Abbey sums up the experience of visiting Delicate Arch this way:

A weird, lovely, fantastic object out of nature like Delicate Arch has the curious ability to remind us – like rock and sunlight and wind and wilderness – that out there is a different world, older and greater and deeper by far than ours, a world which surrounds and sustains the little world of men as sea and sky surround and sustain a ship. The shock of the real. For a little while we are again able to see, as the child sees, a world of marvels.

We hiked back toward the trailhead:

Near the parking area is a paddock and cabin known as Wolfe Ranch. Seeking a drier climate in hopes that it would lessen the pain of a leg injury, John Wesley Wolfe left his wife and most of his children in Ohio and went west in 1898 with one son to take up ranching here near Delicate Arch. His daughter visited him in 1906 and, disgusted by the condition of Wolfe’s abode, convinced him to build a new cabin, the one that now stands here. If this is the “new and improved” cabin, I can’t imagine what the old one looked like.

Just behind the cabin, carved into the sandstone, are petroglyphs depicting big horn sheep and horses with riders. Since horses were not introduced to this area until the mid-1600s, these petroglyphs were most likely carved by members of the Ute tribe, not by the earlier Anasazi or Fremont Indians.

Abbey says that:

After Delicate Arch the others are anticlimactic….

Could be. I’ll reserve judgment until we’ve seen the others. At any rate, after Delicate Arch, we drove around the Park to see some of the other sights, most of which are visible from the road. On the Park map, below, I’ve circled the areas we will hike; the rectangles are areas that we saw from the road:

First, we drove north to Fiery Furnace, a heavily fractured area of sandstone fins. We’ll be hiking here in a couple days.

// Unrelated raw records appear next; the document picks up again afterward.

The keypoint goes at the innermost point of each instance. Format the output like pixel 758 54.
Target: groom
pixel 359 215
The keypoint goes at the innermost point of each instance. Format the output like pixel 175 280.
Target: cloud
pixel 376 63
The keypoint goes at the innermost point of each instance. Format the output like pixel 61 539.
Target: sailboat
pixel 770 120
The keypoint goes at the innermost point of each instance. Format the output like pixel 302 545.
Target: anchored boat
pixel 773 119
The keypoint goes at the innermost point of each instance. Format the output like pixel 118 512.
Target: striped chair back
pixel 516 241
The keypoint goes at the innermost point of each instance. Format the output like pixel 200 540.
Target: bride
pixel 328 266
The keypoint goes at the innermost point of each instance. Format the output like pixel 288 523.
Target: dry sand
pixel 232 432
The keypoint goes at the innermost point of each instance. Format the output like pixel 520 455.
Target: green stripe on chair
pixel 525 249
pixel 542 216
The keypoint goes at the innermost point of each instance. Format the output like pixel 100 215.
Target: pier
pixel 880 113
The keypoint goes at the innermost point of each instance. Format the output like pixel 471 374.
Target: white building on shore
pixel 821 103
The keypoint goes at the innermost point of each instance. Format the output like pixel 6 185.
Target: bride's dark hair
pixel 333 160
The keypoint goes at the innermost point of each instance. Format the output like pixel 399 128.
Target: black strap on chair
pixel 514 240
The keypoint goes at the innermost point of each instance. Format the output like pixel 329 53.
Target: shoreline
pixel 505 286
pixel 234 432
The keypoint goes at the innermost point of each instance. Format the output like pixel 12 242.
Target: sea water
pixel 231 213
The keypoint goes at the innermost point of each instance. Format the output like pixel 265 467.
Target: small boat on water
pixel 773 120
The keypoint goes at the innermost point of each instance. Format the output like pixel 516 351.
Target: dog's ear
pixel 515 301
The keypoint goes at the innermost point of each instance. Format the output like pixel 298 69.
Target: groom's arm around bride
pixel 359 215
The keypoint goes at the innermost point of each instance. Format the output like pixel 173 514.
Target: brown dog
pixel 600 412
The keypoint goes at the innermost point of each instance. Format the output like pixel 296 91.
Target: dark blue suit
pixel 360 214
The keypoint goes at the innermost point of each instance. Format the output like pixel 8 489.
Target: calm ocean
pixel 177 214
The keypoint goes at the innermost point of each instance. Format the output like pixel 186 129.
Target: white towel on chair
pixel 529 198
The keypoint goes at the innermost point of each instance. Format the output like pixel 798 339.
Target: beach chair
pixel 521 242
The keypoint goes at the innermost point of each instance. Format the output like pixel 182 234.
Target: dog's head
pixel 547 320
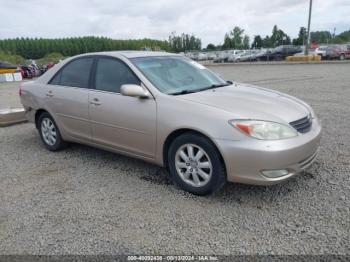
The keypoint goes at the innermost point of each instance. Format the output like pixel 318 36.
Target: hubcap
pixel 193 165
pixel 48 131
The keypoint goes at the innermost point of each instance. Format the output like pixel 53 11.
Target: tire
pixel 49 133
pixel 202 173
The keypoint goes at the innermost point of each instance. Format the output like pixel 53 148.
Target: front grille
pixel 302 125
pixel 308 161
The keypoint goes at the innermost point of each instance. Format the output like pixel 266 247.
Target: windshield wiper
pixel 183 92
pixel 186 91
pixel 214 86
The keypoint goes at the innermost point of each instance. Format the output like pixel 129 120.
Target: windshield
pixel 173 75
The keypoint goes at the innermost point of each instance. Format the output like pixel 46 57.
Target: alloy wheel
pixel 48 131
pixel 193 165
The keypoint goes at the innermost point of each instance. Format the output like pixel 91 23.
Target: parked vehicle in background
pixel 26 72
pixel 279 53
pixel 248 56
pixel 222 57
pixel 233 55
pixel 171 111
pixel 340 52
pixel 212 55
pixel 321 51
pixel 202 57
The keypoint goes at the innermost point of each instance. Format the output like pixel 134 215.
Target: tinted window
pixel 56 80
pixel 77 73
pixel 111 74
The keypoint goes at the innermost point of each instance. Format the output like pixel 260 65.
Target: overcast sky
pixel 208 19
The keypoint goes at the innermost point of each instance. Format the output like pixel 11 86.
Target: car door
pixel 122 122
pixel 67 98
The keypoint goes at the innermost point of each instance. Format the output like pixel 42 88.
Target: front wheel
pixel 195 164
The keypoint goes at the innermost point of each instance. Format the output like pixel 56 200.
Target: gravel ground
pixel 88 201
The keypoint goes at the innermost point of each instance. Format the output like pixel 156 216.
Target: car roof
pixel 132 54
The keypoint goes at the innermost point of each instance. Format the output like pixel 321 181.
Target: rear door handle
pixel 49 94
pixel 95 102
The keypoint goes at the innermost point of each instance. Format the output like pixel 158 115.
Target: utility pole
pixel 308 30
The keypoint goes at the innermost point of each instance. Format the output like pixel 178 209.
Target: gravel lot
pixel 88 201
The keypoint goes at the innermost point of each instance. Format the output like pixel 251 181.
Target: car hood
pixel 251 102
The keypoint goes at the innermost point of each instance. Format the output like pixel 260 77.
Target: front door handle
pixel 95 102
pixel 49 94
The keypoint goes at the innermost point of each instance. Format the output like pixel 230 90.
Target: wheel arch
pixel 176 133
pixel 37 116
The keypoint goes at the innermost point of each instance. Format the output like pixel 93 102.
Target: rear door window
pixel 112 73
pixel 75 74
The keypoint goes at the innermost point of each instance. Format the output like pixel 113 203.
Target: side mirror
pixel 134 91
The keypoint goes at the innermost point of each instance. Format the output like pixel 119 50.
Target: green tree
pixel 211 47
pixel 300 40
pixel 279 37
pixel 257 42
pixel 321 37
pixel 184 42
pixel 246 42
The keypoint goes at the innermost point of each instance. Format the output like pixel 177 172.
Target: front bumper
pixel 246 159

We then drove south to the Windows Section (“windows” is another way of saying “arches”).

This is Double Arch:

Just south of the side road into the Windows Section is Balanced Rock. Abbey lived in a trailer nearby when he was a park ranger here.

Further south, we approached the Courthouse Towers. I’m pretty sure this one is called the Tower of Babel:

And these would be the Organ (left) and the Three Gossips (right):

Earlier in this post, I called Abbey’s book, Desert Solitaire, a polemic. He wrote it in the tumultuous year of 1968 from journals he kept as a 29-year-old ranger at Arches, so I can forgive him for the rants making up about a third of the book. He had unkind words for many: tourists, ranchers, engineers, politicians, etc. Of course, he is not alone in that regard. But he goes beyond the pale – and this is the problem with many activists in today’s environmental movement – when he claims that everyone else is a despoiler of the natural world, except him. I call this the Ivory Tower View of Wilderness; others simply call it hypocrisy.

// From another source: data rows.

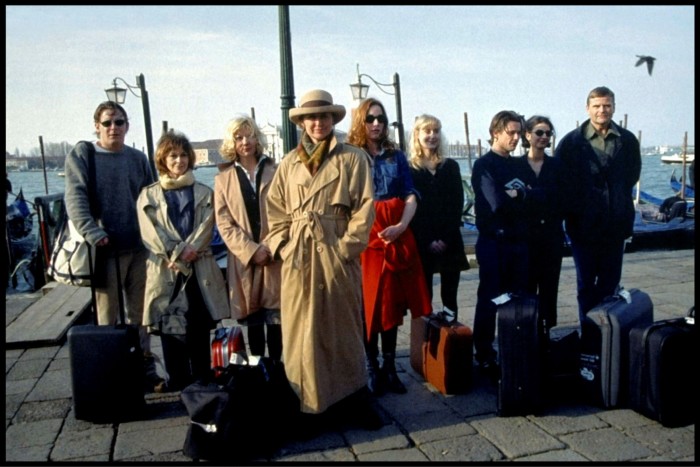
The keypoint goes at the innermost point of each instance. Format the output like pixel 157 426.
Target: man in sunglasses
pixel 601 163
pixel 109 221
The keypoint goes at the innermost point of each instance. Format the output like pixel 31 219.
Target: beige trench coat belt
pixel 313 221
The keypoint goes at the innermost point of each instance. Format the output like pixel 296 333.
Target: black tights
pixel 389 339
pixel 256 340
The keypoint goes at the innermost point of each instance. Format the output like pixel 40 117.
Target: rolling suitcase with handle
pixel 605 345
pixel 521 350
pixel 662 384
pixel 107 368
pixel 442 353
pixel 227 342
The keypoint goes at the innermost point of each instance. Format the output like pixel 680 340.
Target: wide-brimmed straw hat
pixel 315 102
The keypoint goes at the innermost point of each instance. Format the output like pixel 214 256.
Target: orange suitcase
pixel 442 353
pixel 227 341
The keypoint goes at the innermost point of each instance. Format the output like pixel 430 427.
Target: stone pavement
pixel 421 426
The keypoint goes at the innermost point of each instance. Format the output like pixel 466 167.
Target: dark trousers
pixel 503 267
pixel 598 272
pixel 188 358
pixel 544 259
pixel 449 283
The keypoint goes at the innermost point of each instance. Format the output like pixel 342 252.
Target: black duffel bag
pixel 241 414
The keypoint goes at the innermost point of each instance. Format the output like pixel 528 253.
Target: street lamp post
pixel 289 131
pixel 359 92
pixel 118 95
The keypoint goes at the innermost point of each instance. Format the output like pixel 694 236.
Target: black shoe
pixel 366 417
pixel 358 410
pixel 393 382
pixel 376 381
pixel 491 370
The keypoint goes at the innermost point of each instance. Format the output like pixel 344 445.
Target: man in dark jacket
pixel 601 163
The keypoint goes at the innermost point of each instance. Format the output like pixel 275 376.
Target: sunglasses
pixel 382 119
pixel 108 123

But don’t let that keep you from reading Desert Solitaire. Abbey had a way with words, an intimate knowledge of his subject, and he was a great story-teller. Read it. Better yet, experience it. Visit Arches.

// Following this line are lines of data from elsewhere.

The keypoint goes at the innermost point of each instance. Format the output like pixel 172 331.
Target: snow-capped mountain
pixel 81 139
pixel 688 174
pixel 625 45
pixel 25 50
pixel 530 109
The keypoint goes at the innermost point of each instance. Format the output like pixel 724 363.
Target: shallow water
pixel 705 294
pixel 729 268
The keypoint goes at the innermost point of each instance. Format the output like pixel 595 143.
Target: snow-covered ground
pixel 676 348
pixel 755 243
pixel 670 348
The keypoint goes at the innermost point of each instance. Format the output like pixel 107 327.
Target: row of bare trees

A final quote from Edward Abbey, harmonizing in the key of sea:

The restless sea, the towering mountains, the silent desert—what do they have in common? and what are the essential differences? Grandeur, color, spaciousness, the power of the ancient and elemental, that which lies beyond the ability of man to wholly grasp or utilize, these qualities all three share. In each there is the sense of something ultimate, with mountains exemplifying the brute force of natural processes, the sea concealing the richness, complexity and fecundity of life beneath a surface of huge monotony, and the desert—what does the desert say? The desert says nothing. Completely passive, acted upon but never acting, the desert lies there like the bare skeleton of Being, spare, sparse, austere, utterly worthless, inviting not love but contemplation.

4 thoughts on “Arches

  1. Agree with your observation “Ivory Tower of Wilderness”…I support the environmental efforts and climate change awareness but extreme approaches really don’t help the cause. Thanks again for your blog. It’s truly educational and enlightening.

    • Same here. I call myself a conservationist, rather than an environmentalist, the difference being that environmentalists focus on pointing out the problems, conservationists look for ways to solve them.